Here are the strategies that teachers need to take to build these capacities on their own. (Teachers cannot count on the school system employees to provide what they need for personal improvement.
- Develop a model for improving "AnP"…including: habit, skill, management,delivery and follow-up for effective instruction
- Understand that the "Plan into Action" completes only part of the "AnP" process…there is an internal executive component to executing at a more proficient level
- Change the culture of teaching so that teachers don't work alone
- Change the roles of principals and "bosses" to one where these folks answer to teachers in terms of the delivery of classroom support and instructional needs
- Factor in student (and other influences) so that answers to the "What's in it for me?" provide student motivation
- Develop structures for mandatory sharing, coordinating, "strategizing," and implementing a curriculum framework with a clear focus upon "AnP" best practices
- Teach empowerment and leadership to teachers instead of squelching their initiatives through the "chain of command."]
The Role of Planning
Planning creates a framework and guidelines, a model, a roadmap and a timeline for "AnP." The plan, the plan documents, the plan graphics (such as Graphic Organizers and Mind Maps) keep the "AnP" process on track.

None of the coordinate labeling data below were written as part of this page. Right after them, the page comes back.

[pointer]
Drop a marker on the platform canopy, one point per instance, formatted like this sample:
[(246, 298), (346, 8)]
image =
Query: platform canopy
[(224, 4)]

Strategic planning ensures that the tools, tactics and techniques are targeted…efficiently and effectively. Strategy is the key.
Key Strategies
Use…
- Technologies
- Resources
- Mind-Sets
- 80-20 Rule Procedures
…to…
- Manage Change
- Coordinate Learning Attitudes
- Develop Teacher Leadership
- Build a Culture of Excellence in Learning
- Provide Latitude (freedom) within Boundaries
- Institute Controls and a Risk Management Plan
A college or university education provides a diploma, a "Ticket to Play" in the educational arena. It is "On-the-Job" learning that molds a teacher's raw talent into elegant skills.
But, this process of building Application and Performance" (AnP) skills, habits and behaviors takes time.
Let's give our teachers all the help that they need to make these changes in their instructional planning, instructional delivery and instructional management.